Problem: Manually formatting Excel reports with consistent styling, conditional formatting, and summary rows.

Solution: Transforms raw analysis data into polished, boardroom-ready Excel reports automatically.

Features:

  • Professional styling with colored headers and borders
  • Conditional color scales for numeric columns
  • Automatic column width adjustment
  • Smart number formatting (currency, percentages, numbers)
  • Summary rows with totals
  • Timestamped report generation

Usage:

from report_formatter import format_report
import pandas as pd

df = pd.DataFrame({
    'Region': ['North', 'South', 'East'],
    'Revenue': [125000, 98000, 145000],
    'Growth_Rate': [0.15, 0.08, 0.22]
})

format_report(df, "q3_report.xlsx", title="Q3 Performance")

2. Cross-Source Data Reconciler

Problem: Matching records across different data sources with mismatched IDs, inconsistent naming, and various date formats.

Solution: Intelligently reconciles data using fuzzy matching and flexible parsing.

Features:

  • Fuzzy string matching for names/descriptions
  • Flexible date parsing from multiple formats
  • Multiple ID field matching
  • Confidence scoring for matches
  • Flags low-confidence matches for review
  • Side-by-side comparison of mismatches

Usage:

from data_reconciler import DataReconciler

reconciler = DataReconciler(confidence_threshold=75)
result = reconciler.reconcile(
    crm_data, 
    finance_data,
    name_col='customer_name',
    id_cols=['customer_id'],
    date_cols=['contact_date']
)

3. Metric Dashboard Generator

Problem: Creating the same KPI dashboards repeatedly with updated data.

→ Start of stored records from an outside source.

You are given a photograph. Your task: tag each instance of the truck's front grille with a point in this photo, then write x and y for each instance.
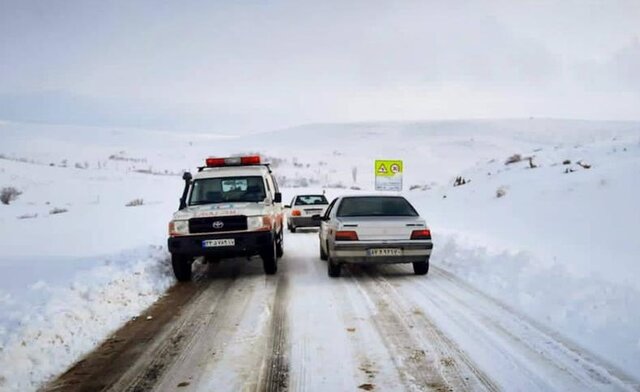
(217, 224)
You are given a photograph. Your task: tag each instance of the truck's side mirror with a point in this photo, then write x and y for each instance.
(187, 181)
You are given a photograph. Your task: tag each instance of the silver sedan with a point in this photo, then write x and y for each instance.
(374, 230)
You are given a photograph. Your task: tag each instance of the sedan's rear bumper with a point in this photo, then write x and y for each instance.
(359, 251)
(303, 221)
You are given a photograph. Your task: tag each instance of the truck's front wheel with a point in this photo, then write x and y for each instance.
(181, 267)
(269, 259)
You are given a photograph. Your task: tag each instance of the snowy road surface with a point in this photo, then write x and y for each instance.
(377, 328)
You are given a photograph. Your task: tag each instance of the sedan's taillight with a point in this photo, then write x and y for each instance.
(346, 235)
(421, 234)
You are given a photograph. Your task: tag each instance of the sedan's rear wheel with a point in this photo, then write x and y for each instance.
(421, 267)
(333, 268)
(323, 254)
(280, 245)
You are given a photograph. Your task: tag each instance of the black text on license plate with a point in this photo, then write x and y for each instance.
(218, 243)
(385, 252)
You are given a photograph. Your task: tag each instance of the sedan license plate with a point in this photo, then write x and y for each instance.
(385, 252)
(217, 243)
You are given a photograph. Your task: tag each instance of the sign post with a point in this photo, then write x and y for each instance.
(388, 175)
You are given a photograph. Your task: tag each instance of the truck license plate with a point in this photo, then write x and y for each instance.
(385, 252)
(217, 243)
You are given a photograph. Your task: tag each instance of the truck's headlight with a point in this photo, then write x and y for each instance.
(178, 227)
(255, 223)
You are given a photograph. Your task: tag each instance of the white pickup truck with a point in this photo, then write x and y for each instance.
(230, 208)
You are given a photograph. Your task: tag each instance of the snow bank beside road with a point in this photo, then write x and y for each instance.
(599, 315)
(70, 320)
(561, 245)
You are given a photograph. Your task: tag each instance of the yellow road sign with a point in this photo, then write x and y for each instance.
(388, 174)
(388, 168)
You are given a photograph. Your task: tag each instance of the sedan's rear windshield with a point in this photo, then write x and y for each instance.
(310, 200)
(375, 206)
(227, 189)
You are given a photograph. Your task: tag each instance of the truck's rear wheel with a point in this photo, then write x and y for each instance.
(269, 259)
(280, 245)
(181, 267)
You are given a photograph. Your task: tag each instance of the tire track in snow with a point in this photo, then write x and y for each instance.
(275, 368)
(456, 366)
(416, 365)
(424, 356)
(203, 312)
(541, 360)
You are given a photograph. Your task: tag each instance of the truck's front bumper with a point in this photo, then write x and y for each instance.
(358, 252)
(246, 244)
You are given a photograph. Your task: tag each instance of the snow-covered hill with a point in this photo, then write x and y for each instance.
(560, 244)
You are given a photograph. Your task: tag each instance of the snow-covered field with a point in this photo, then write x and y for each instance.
(560, 244)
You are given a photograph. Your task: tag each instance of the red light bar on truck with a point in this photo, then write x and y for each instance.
(233, 161)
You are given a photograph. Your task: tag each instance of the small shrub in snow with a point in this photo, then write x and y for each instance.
(135, 203)
(513, 159)
(9, 194)
(584, 165)
(460, 181)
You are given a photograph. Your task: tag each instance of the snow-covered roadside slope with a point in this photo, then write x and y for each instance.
(561, 245)
(69, 279)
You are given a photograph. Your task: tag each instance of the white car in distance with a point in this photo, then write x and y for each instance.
(373, 230)
(303, 208)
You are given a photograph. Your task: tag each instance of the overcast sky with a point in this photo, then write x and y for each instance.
(256, 65)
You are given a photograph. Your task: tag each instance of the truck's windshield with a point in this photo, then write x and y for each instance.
(227, 189)
(310, 200)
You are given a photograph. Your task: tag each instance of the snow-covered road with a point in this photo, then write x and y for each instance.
(373, 329)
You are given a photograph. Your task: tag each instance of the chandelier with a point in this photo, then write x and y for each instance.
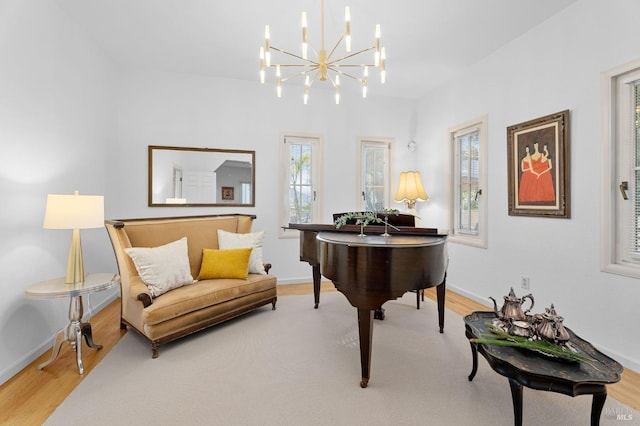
(326, 66)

Solution: Generates interactive HTML dashboards with trends, comparisons, and performance indicators.

Features:

  • Interactive Plotly visualizations
  • Period-over-period change calculations
  • Trend line analysis
  • Multiple metrics on one dashboard
  • Self-contained HTML (no dependencies)
  • Automatic date formatting

Usage:

from dashboard_generator import DashboardGenerator

dashboard = DashboardGenerator("Monthly Performance")
dashboard.generate_dashboard(
    df,
    date_col='Date',
    metric_cols=['Revenue', 'Customers', 'Orders']
)

4. Scheduled Data Refresher

Problem: Manually pulling data from databases every morning to update analysis.

Solution: Automatically connects to data sources, pulls fresh data, and performs transformations on schedule.

Features:

  • Scheduled execution at specified intervals
  • Database connection with retry logic
  • Custom transformation pipeline
  • Comprehensive logging
  • Error notifications
  • Timestamp tracking

Usage:

from data_refresher import DataRefresher

refresher = DataRefresher()
engine = refresher.connect_database('postgresql://localhost/mydb')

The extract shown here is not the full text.